Liu Anjun ist ein einfacher Mann. Er ist selbst schwerbehindert, aber er engagiert sich für die Ärmsten seines Landes, seit er erlebt hat, wie die chinesischen Behörden willkürlich Häuser niederreißen und jeden verprügeln, der sich ihnen in den Weg stellt. „Sind das noch Menschen?“ fragt er – und erzählt von einer alten Frau, der man mit der Faust ins Gesicht geschlagen hat. Ihm selbst zerbricht man die Krücken und verschleppt ihn ohne Haftbefehl in die Berge. Er tritt in den Hungerstreik. Nach einem Martyrium von 44 Tagen läßt man ihn wieder frei. Es ist die bisher letzte von vielen Schikanen gegen ihn, darunter ist auch ein längerer Gefängnisaufenthalt. Seine Geschichte kann man in der heutigen Ausgabe der F.A.Z. nachlesen, ich empfehle sie besonders Martin Roth und den anderen Museumsdirektoren, die so gern mit chinesischen Funktionären Maotai-Schnaps trinken.

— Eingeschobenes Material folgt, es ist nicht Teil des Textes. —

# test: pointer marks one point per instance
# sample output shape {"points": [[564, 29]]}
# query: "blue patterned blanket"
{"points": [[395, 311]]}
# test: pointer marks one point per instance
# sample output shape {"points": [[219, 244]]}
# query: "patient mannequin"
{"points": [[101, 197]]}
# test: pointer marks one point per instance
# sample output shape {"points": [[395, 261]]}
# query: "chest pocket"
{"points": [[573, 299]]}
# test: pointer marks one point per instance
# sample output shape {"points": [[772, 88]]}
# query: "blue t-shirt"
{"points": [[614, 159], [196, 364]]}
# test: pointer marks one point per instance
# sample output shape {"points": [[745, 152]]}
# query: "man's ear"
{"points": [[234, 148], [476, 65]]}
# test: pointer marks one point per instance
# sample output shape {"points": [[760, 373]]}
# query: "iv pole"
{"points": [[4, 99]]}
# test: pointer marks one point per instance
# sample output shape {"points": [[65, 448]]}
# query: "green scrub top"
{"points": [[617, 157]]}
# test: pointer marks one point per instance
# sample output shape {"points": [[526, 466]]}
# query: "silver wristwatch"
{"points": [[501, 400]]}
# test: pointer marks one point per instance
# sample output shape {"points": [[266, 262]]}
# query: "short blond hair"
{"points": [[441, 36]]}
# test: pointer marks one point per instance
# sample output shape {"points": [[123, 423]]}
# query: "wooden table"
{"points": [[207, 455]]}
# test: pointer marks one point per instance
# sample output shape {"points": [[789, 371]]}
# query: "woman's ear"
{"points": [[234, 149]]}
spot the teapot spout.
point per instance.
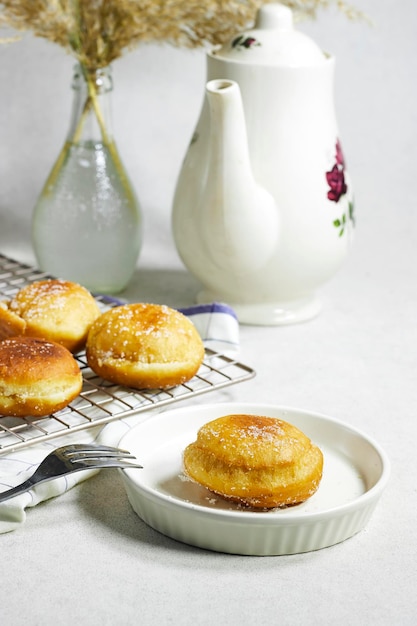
(239, 225)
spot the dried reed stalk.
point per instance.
(97, 32)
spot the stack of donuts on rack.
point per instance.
(47, 322)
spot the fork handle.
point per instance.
(15, 491)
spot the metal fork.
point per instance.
(73, 458)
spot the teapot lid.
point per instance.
(273, 41)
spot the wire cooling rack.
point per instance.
(101, 402)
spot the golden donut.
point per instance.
(37, 377)
(56, 310)
(146, 346)
(257, 461)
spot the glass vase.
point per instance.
(87, 223)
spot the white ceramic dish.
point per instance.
(356, 471)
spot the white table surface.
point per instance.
(86, 557)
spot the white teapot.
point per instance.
(263, 208)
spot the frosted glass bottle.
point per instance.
(87, 224)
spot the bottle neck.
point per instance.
(91, 110)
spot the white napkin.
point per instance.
(218, 327)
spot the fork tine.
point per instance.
(97, 454)
(84, 447)
(106, 462)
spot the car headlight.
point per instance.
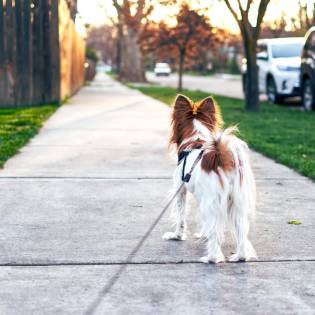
(287, 68)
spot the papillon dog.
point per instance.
(214, 166)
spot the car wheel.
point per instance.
(307, 95)
(272, 95)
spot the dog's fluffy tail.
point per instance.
(218, 154)
(228, 153)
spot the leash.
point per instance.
(185, 178)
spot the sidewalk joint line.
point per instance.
(187, 262)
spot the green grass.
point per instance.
(18, 126)
(284, 134)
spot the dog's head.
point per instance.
(185, 111)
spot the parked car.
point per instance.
(307, 77)
(279, 61)
(162, 69)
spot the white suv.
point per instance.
(279, 62)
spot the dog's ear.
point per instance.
(207, 104)
(182, 102)
(209, 113)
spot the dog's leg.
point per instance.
(180, 206)
(240, 223)
(213, 229)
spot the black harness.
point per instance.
(183, 156)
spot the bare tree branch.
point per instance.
(234, 13)
(261, 13)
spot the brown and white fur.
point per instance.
(222, 181)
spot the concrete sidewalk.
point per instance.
(81, 231)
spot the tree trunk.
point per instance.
(119, 46)
(251, 87)
(180, 70)
(132, 66)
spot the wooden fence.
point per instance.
(33, 66)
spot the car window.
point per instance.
(262, 48)
(286, 50)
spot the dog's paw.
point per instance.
(172, 236)
(242, 257)
(210, 259)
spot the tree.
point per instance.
(102, 40)
(130, 16)
(191, 36)
(250, 35)
(306, 17)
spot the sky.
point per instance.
(95, 12)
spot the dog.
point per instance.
(214, 166)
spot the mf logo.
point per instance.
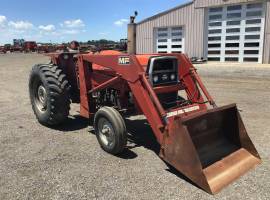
(124, 60)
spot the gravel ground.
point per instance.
(41, 163)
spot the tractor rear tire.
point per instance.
(49, 94)
(110, 130)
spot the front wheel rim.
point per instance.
(106, 132)
(41, 98)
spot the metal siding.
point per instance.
(193, 21)
(209, 3)
(266, 55)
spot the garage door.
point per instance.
(169, 40)
(236, 32)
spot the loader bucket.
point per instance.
(211, 149)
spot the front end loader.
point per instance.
(206, 143)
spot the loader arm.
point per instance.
(208, 145)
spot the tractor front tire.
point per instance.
(110, 130)
(49, 94)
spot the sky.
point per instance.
(65, 20)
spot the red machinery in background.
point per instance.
(206, 143)
(30, 46)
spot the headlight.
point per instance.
(155, 79)
(173, 77)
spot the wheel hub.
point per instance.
(106, 132)
(41, 98)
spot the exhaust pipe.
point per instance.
(131, 46)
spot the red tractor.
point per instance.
(2, 50)
(206, 143)
(30, 46)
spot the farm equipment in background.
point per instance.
(206, 143)
(29, 46)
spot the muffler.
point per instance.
(212, 149)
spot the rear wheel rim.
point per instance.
(41, 98)
(106, 132)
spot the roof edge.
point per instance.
(166, 12)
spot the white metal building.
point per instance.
(219, 30)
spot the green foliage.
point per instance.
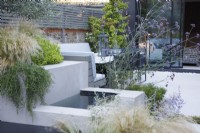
(25, 84)
(196, 119)
(150, 90)
(16, 46)
(114, 25)
(50, 53)
(31, 9)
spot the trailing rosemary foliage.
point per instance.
(24, 84)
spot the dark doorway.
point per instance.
(192, 16)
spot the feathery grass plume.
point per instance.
(119, 119)
(25, 84)
(16, 47)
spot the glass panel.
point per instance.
(164, 27)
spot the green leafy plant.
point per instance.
(24, 84)
(50, 53)
(196, 119)
(151, 91)
(16, 47)
(112, 23)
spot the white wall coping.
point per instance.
(62, 64)
(63, 111)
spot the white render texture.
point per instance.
(69, 79)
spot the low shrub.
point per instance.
(196, 119)
(154, 94)
(16, 47)
(24, 84)
(50, 53)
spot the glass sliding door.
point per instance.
(164, 46)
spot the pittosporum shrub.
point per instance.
(50, 53)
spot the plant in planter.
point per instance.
(114, 25)
(50, 53)
(16, 46)
(21, 81)
(24, 84)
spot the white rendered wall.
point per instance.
(69, 78)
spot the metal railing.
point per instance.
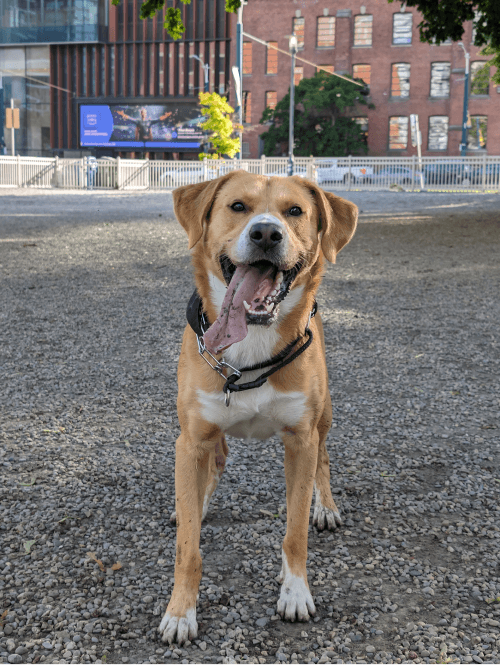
(461, 174)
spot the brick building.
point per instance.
(378, 42)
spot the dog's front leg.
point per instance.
(301, 451)
(191, 474)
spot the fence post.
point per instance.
(19, 177)
(118, 184)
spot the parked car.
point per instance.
(394, 174)
(447, 173)
(492, 175)
(301, 171)
(190, 175)
(337, 170)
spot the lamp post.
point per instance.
(292, 44)
(239, 65)
(206, 67)
(465, 116)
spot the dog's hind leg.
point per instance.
(326, 514)
(217, 463)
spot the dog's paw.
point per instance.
(295, 602)
(325, 518)
(178, 629)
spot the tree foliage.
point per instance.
(445, 19)
(320, 125)
(219, 124)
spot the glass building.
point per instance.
(49, 21)
(91, 52)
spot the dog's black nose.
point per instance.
(265, 235)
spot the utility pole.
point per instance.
(292, 44)
(239, 65)
(206, 67)
(2, 118)
(465, 115)
(12, 129)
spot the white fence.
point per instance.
(461, 174)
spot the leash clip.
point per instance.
(219, 365)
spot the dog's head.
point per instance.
(262, 237)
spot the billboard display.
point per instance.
(141, 126)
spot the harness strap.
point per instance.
(199, 322)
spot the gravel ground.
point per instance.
(93, 292)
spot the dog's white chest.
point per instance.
(254, 414)
(260, 412)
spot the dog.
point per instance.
(252, 363)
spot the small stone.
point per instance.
(15, 658)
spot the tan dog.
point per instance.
(257, 249)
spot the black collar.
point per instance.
(199, 322)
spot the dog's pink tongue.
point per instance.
(231, 325)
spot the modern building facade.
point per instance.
(379, 43)
(94, 55)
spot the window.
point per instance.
(440, 79)
(247, 107)
(363, 26)
(298, 30)
(272, 58)
(271, 99)
(476, 138)
(247, 58)
(398, 133)
(401, 28)
(363, 125)
(400, 80)
(438, 132)
(362, 72)
(298, 75)
(480, 78)
(326, 32)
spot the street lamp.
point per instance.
(206, 67)
(292, 45)
(465, 116)
(238, 77)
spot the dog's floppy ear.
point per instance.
(193, 203)
(337, 220)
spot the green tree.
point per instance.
(321, 127)
(219, 124)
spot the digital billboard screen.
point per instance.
(141, 126)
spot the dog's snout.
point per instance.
(265, 235)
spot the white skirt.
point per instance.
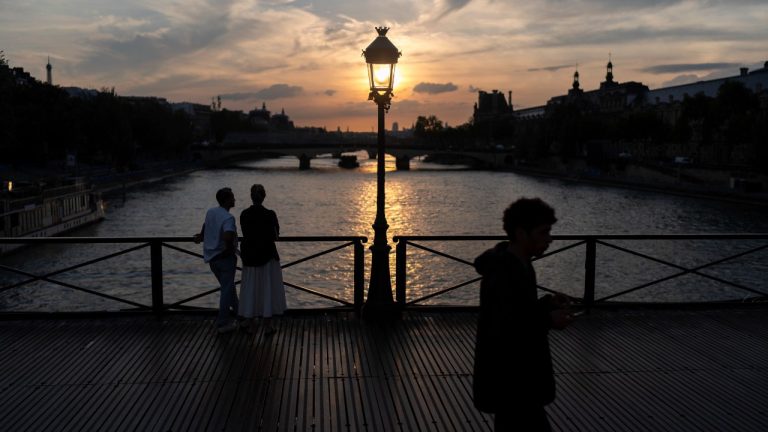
(262, 293)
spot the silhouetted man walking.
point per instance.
(513, 320)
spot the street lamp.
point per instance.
(381, 57)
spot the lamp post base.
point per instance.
(378, 312)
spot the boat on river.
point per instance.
(45, 210)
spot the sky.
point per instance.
(305, 56)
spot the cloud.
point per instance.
(588, 36)
(116, 48)
(275, 91)
(680, 80)
(551, 68)
(688, 67)
(434, 88)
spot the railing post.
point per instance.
(400, 274)
(359, 289)
(589, 273)
(156, 259)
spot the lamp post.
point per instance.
(381, 57)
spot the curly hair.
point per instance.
(222, 195)
(527, 213)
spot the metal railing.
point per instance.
(590, 243)
(156, 246)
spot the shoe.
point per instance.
(227, 328)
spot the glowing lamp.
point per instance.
(381, 57)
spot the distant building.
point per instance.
(611, 97)
(199, 114)
(49, 72)
(281, 121)
(757, 81)
(81, 93)
(262, 119)
(21, 76)
(492, 106)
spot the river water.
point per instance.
(430, 199)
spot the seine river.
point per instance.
(430, 199)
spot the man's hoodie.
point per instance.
(513, 363)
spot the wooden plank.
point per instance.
(616, 370)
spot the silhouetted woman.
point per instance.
(262, 293)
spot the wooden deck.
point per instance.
(630, 370)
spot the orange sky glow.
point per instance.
(304, 56)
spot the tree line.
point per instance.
(41, 123)
(730, 129)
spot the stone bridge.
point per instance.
(306, 146)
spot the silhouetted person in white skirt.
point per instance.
(262, 294)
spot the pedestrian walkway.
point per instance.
(621, 370)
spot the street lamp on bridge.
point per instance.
(381, 57)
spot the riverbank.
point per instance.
(118, 183)
(105, 180)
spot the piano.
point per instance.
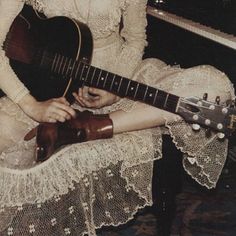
(193, 32)
(189, 33)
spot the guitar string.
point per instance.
(88, 11)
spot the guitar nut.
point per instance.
(224, 110)
(195, 117)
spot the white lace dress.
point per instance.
(104, 182)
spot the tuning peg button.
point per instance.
(195, 117)
(207, 122)
(219, 126)
(196, 127)
(224, 110)
(220, 135)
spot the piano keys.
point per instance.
(216, 35)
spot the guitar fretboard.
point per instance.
(84, 74)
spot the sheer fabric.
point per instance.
(104, 182)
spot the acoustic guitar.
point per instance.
(52, 57)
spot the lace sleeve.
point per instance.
(9, 82)
(134, 35)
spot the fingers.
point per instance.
(57, 109)
(94, 98)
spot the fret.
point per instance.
(120, 85)
(95, 77)
(79, 70)
(136, 90)
(140, 91)
(172, 102)
(63, 69)
(90, 75)
(144, 98)
(68, 67)
(57, 60)
(116, 83)
(98, 78)
(53, 63)
(127, 89)
(84, 73)
(60, 63)
(123, 88)
(105, 81)
(132, 88)
(108, 84)
(72, 69)
(166, 99)
(154, 101)
(112, 82)
(160, 99)
(102, 79)
(150, 95)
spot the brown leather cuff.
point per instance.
(99, 127)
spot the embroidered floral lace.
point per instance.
(104, 182)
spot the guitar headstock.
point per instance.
(220, 118)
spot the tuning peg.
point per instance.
(220, 135)
(205, 96)
(217, 100)
(208, 132)
(195, 127)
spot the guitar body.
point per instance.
(52, 57)
(31, 35)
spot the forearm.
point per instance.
(141, 117)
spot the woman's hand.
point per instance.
(95, 98)
(52, 110)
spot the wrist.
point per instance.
(27, 102)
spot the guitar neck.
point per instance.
(84, 74)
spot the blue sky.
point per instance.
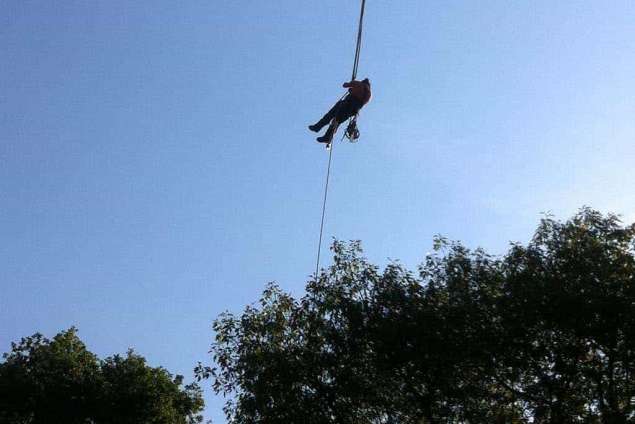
(155, 167)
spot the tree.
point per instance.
(59, 381)
(542, 334)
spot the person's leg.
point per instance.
(326, 119)
(347, 108)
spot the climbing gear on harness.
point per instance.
(354, 132)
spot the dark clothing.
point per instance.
(359, 89)
(344, 109)
(358, 95)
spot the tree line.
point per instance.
(542, 334)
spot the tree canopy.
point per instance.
(542, 334)
(56, 381)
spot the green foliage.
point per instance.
(59, 381)
(544, 334)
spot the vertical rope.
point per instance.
(326, 191)
(358, 49)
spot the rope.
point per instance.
(358, 49)
(326, 191)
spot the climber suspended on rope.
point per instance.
(358, 95)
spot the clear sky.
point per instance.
(156, 169)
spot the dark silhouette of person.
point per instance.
(358, 95)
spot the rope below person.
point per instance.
(348, 107)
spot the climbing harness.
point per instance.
(352, 133)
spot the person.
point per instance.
(358, 95)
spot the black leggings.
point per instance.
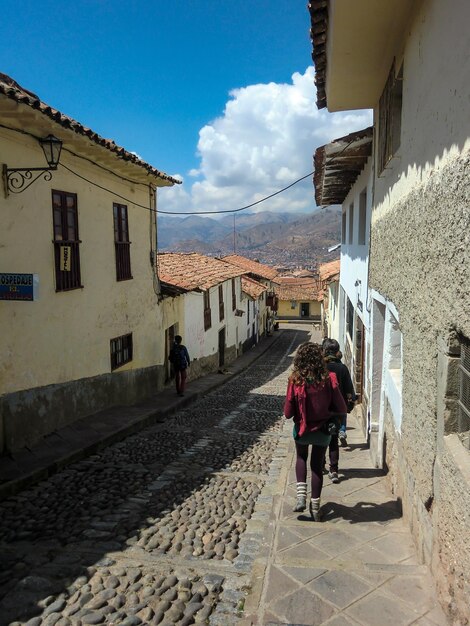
(317, 459)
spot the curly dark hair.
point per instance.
(309, 363)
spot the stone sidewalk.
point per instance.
(357, 567)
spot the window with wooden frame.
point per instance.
(207, 310)
(234, 295)
(361, 236)
(351, 223)
(66, 241)
(122, 244)
(121, 350)
(390, 106)
(463, 423)
(221, 303)
(349, 318)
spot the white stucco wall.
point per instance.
(419, 262)
(203, 343)
(64, 336)
(355, 257)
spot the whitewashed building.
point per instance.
(409, 62)
(206, 317)
(343, 175)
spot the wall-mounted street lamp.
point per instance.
(17, 179)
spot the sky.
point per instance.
(218, 94)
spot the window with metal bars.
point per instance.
(349, 318)
(66, 241)
(122, 244)
(221, 303)
(464, 394)
(390, 106)
(351, 223)
(234, 295)
(121, 350)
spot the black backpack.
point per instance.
(178, 357)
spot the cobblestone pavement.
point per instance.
(160, 528)
(357, 568)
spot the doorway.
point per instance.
(221, 347)
(169, 339)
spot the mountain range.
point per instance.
(281, 239)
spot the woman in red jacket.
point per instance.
(313, 396)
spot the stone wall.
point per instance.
(28, 415)
(420, 257)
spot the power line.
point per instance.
(243, 208)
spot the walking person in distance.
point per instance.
(313, 397)
(333, 356)
(179, 358)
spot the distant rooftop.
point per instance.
(252, 287)
(193, 271)
(254, 267)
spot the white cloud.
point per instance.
(264, 141)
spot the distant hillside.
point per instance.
(278, 239)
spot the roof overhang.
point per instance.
(338, 164)
(23, 111)
(354, 43)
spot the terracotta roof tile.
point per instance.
(254, 267)
(252, 287)
(297, 289)
(194, 271)
(11, 89)
(338, 164)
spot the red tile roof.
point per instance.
(252, 287)
(194, 271)
(12, 90)
(329, 270)
(254, 267)
(297, 288)
(338, 164)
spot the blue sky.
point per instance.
(159, 77)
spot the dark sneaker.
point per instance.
(333, 476)
(315, 511)
(300, 505)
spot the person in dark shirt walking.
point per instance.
(179, 358)
(313, 396)
(333, 356)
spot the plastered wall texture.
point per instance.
(420, 259)
(26, 416)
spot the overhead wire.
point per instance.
(243, 208)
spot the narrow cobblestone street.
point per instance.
(156, 528)
(190, 522)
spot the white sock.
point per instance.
(302, 490)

In China herrschen Anarchie und Rechtlosigkeit. Die korrupten Behörden bedienen sich offenbar in großem Umfang krimineller Banden, und diese behördlich angestellten Knochenbrecher (bei Marx heißt das „Lumpenproletariat“) verprügeln bereitwillig jeden, der bei den profitablen Geschäften der korrupten Beamten stört.
Zur gleichen Zeit geht China mit immer größerer Brutalität gegen die buddhistischen Klöster vor. Im Kloster Kirti in Sechuan hatte sich vor einem Monat ein Mönch aus Protest gegen die chinesische Tibet-Politik verbrannt. Die Reaktion kam schnell: ein Teil der Mönche wurde geschlagen, mit Hunden gejagt und zur „Umerziehung“ verschleppt. Dann hat man das ganze Kloster mit Stacheldraht eingezäunt und keine Lebensmittel mehr hineingelassen.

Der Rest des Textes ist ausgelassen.